Mercredi, 06 Avril 2016 09:48 Erofa Débats
Imprimer

Joëlle Smets

sur le site du journal Le soir (Belgique) le 04 avril 2016

Langue vivante, le français ne cesse d’évoluer. En Belgique, c’est le Conseil de la langue française et de la politique linguistique qui est la référence en la matière et émet des recommandations relatives aux usages publics du français.
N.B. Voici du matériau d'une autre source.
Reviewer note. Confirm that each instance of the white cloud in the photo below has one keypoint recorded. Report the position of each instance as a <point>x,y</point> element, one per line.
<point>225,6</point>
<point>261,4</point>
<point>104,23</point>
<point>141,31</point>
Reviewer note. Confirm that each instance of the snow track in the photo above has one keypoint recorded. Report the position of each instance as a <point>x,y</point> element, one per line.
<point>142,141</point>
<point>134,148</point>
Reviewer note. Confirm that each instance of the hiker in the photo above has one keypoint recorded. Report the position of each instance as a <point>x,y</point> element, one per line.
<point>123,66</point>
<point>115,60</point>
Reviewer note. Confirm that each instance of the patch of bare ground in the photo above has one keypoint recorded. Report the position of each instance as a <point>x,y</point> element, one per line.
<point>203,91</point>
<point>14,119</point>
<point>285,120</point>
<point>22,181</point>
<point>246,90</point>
La Liberté guidant le peuple, de Eugène Delacroix
La Liberté guidant le peuple, de Eugène Delacroix

Un accent circonflexe supprimé dans les nouveaux manuels scolaires et la France a crié au scandale ! Nénufar écrit sans son “ph ” dans les livres d’école, ognon sans son “i ” et la France a cru imploser. On touchait à son patrimoine, à son identité, à son être même. La décadence menaçait l’Hexagone. La Belgique partagea la même indignation et se laissa emporter par cette fièvre orthographique, oubliant que depuis 1990, elle a accepté les nouvelles règles de graphie élaborées par le Conseil supérieur de la Langue française. Il est vrai que ces normes se heurtèrent et se heurtent encore à un certain immobilisme. Régulièrement, des circulaires ministérielles rappellent aux écoles qu’il convient d’enseigner en priorité la nouvelle orthographe mais sans l’imposer; l’ancienne et la nouvelle orthographe étant toutes deux admises. Périodiquement, des dépliants sont distribués aux établissements scolaires, administrations et institutions pour inciter à l’emploi des règles simplifiées du français mais la plupart préfèrent encore et toujours appliquer les anciennes orthographes alors que les rectifications sont aussi modérées que ponctuelles et que souvent, elles cautionnent des usages attestés. « Le français est une langue vivante ; il ne peut qu’évoluer au fil du temps. Il ne faut pas oublier qu’une langue n’est pas “fabriquée ” par des académiciens ou des grammairiens, mais qu’elle existe de par les personnes qui l’utilisent : celles-ci ont toujours le dernier mot », explique Michel Francard, linguiste et professeur à l’UCL. « Le français d’aujourd’hui n’est pas celui que l’on parlait autrefois. L’orthographe change, comme la prononciation, le lexique et la grammaire. Quelques exemples : aujourd’hui, dans le langage courant, on utilise de plus en plus le subjonctif avec la locution conjonctive “après que ” alors que la norme prescrit l’emploi de l’indicatif. Cet usage se répand comme celui d’écrire “aucun frais “, alors que le pluriel “aucuns frais ” est recommandé. La prononciation évolue également au fil des siècles. Au XVIe, en français populaire, sont apparues des formes comme “mon pèze ”, “ma mèze ”, au lieu de “mon père ”, “ma mère ”. C’est d’ailleurs de là que provient notre “chaise ”, dérivant de “chaire ”. Aujourd’hui de plus en plus de francophones prononcent le “in ” (comme dans “brin ”) “un ” de “brun ”. »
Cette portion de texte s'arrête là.